My clients often tell me that investing is one of the scariest things about their financial life. They know that investing is a time-tested way to grow their savings. They’ve heard a dozen times that to retire, they’ll need to start saving now. And yet, they feel like the process and knowledge required to invest is daunting.
But seriously, who wouldn’t feel daunted?
You may be investing money that it took you years to save up. And there’s a LOT of confusing, jargon-filled information out there—like a club using its own secret language.
But the problem isn’t you. The truth is that the world makes investing seem a lot harder than it needs to be.
What if I told you that grocery shopping could teach you a lot about investing?
Just like shopping for groceries, you’re most successful with investing if you go in with a plan for what you want to ultimately cook. In grocery shopping, this is called your “meal plan.” In investing, this is called your “asset allocation.” Your asset allocation shows you the right-for-you mix of stocks, bonds and cash that will help you reach your goals.
You can think of stocks, bonds and cash as the investing food groups. Every food group has different nutrients to help keep you healthy. In investing, each asset class has different risk and return characteristics. Each asset class is important to your overall financial health, and it’s good to include a variety (bonus tip: that’s the concept of diversification!).
Cash savings is like the bread and butter of your portfolio. It’s low risk, but also low return. As you probably already know, keeping all of your money in savings won’t help you retire, but can sustain you when you’re in a pinch.
Bonds are like fruits and veggies. There’s a huge variety of bonds—from very risky to very safe.These are primarily used for providing income to investors. Bonds may help you grow your money some, but won’t really give you sizeable, long-term growth.
Stocks are like protein and dairy. They tend to be higher risk, higher reward and will historically help grow your money faster than most other types of investments. These are the fill-you-up, keep-you-growing fuel.

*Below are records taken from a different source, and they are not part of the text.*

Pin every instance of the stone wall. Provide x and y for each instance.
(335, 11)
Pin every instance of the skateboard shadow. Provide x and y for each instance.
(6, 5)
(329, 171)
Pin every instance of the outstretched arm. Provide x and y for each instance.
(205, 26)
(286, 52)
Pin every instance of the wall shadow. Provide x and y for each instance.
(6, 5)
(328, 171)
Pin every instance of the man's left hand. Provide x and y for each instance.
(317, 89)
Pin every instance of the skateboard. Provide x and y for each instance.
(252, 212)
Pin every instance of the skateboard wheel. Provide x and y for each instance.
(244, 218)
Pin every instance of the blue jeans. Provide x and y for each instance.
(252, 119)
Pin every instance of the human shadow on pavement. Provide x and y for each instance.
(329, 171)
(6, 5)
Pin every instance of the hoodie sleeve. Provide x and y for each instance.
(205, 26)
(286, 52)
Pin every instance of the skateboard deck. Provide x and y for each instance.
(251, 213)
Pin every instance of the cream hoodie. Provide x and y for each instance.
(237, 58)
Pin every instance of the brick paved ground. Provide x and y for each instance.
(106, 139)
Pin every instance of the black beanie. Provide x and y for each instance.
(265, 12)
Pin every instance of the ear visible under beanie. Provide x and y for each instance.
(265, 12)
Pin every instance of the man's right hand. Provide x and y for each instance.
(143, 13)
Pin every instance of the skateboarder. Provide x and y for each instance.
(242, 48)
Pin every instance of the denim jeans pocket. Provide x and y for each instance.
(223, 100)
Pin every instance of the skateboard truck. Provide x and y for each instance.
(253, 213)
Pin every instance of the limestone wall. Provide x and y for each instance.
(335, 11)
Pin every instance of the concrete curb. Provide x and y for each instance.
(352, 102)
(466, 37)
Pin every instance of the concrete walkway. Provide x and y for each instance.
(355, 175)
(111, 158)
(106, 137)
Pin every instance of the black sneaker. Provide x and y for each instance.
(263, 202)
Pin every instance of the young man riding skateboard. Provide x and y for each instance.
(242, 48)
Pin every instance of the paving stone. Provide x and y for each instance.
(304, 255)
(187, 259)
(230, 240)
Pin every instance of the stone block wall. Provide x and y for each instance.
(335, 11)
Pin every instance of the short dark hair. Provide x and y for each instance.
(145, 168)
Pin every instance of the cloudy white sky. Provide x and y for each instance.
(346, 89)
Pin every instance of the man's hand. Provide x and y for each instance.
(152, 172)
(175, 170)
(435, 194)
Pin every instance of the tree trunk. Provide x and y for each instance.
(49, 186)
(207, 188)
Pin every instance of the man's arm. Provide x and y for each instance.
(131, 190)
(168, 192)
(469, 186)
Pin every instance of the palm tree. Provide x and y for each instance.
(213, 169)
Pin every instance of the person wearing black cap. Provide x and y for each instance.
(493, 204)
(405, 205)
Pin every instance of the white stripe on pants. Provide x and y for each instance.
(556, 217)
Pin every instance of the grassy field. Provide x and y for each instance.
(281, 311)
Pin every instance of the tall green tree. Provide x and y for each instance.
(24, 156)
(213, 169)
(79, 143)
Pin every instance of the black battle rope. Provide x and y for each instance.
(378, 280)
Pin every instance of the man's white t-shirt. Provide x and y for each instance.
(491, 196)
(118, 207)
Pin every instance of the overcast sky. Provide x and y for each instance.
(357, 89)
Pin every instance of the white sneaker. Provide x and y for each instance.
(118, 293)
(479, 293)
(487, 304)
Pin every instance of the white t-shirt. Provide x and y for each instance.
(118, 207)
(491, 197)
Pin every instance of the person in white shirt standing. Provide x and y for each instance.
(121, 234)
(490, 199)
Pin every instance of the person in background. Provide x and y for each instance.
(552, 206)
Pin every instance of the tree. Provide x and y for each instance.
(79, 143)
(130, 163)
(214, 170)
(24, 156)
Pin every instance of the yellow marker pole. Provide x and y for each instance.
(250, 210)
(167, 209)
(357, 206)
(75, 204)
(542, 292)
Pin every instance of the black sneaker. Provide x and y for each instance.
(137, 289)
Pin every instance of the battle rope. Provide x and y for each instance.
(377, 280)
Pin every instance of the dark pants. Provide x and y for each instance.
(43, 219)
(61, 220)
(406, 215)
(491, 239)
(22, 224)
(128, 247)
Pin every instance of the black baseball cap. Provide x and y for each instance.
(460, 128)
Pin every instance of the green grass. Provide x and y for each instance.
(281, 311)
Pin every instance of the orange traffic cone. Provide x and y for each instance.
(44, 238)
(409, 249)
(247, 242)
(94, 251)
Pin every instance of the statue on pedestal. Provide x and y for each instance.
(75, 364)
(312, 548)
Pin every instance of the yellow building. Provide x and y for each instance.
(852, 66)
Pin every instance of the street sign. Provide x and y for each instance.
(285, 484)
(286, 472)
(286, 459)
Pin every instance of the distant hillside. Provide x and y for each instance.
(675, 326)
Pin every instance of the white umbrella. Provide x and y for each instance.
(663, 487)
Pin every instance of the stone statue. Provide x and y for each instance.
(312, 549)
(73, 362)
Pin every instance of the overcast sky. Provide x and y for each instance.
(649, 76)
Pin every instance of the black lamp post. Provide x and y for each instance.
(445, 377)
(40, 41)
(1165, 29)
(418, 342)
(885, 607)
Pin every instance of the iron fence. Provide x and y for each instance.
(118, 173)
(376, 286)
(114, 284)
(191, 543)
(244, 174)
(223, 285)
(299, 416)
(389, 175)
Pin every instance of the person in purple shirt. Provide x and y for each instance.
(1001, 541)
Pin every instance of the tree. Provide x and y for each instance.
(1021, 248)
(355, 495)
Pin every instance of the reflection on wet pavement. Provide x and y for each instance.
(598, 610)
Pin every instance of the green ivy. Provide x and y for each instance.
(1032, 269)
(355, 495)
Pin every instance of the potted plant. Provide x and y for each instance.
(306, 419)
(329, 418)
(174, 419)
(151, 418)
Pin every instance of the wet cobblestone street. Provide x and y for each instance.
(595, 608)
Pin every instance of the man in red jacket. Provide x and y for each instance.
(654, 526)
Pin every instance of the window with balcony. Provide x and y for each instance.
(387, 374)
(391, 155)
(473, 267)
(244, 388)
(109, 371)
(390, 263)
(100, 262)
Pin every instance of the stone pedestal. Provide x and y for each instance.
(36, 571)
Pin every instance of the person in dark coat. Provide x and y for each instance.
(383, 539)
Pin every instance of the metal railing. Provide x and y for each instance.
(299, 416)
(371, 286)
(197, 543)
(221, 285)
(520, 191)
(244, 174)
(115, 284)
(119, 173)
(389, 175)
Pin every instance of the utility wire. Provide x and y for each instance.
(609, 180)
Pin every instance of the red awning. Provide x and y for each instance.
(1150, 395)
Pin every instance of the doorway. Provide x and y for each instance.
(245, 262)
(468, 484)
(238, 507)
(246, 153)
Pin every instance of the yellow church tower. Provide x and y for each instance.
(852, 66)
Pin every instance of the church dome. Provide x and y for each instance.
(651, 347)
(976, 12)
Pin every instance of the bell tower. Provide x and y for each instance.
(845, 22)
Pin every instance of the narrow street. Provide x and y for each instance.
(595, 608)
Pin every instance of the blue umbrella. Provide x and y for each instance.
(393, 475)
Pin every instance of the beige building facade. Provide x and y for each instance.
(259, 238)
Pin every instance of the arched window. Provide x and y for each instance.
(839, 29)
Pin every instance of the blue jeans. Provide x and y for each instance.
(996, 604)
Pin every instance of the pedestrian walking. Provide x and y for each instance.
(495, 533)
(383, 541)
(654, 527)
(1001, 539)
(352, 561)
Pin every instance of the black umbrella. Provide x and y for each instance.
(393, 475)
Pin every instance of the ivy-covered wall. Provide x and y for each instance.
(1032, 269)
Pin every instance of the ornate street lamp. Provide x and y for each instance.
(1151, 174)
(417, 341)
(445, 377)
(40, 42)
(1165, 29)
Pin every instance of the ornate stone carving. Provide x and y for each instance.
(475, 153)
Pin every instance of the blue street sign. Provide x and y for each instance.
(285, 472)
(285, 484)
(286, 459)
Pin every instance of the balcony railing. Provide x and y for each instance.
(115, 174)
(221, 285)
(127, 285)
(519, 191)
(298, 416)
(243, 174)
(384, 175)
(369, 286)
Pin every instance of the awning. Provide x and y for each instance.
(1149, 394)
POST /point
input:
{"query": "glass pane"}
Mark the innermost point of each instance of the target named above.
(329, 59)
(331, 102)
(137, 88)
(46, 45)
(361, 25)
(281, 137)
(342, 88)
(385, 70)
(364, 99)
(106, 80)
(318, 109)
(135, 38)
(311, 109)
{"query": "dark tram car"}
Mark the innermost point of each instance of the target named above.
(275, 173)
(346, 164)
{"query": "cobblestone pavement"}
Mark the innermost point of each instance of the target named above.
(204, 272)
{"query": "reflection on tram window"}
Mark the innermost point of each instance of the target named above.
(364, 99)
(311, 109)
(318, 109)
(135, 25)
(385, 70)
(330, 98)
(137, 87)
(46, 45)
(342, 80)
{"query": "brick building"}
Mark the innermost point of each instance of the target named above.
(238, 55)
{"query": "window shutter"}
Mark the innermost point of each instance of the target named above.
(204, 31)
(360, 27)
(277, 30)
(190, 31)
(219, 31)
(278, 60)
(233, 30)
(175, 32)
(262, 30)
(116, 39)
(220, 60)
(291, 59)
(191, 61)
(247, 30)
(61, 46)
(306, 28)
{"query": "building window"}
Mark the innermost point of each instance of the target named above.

Now, before you get overwhelmed by the thought of picking individual stocks and bonds, check this out: there are mutual funds that invest in variety of stocks, bonds and cash on your behalf—like a pre-made meal at Whole Foods.
A common pre-made investment for beginners is the target date fund—which sets up an asset allocation for you based on your age and selects investments to match. While it’s not right for everyone, the target date fund can be an all-in-one option to help you get comfortable investing.
Your main goals should be to determine the right asset allocation for you and to pick investments that match. You may want a financial planner to help get you started, but once you’re on your way, it’s as easy as buying groceries.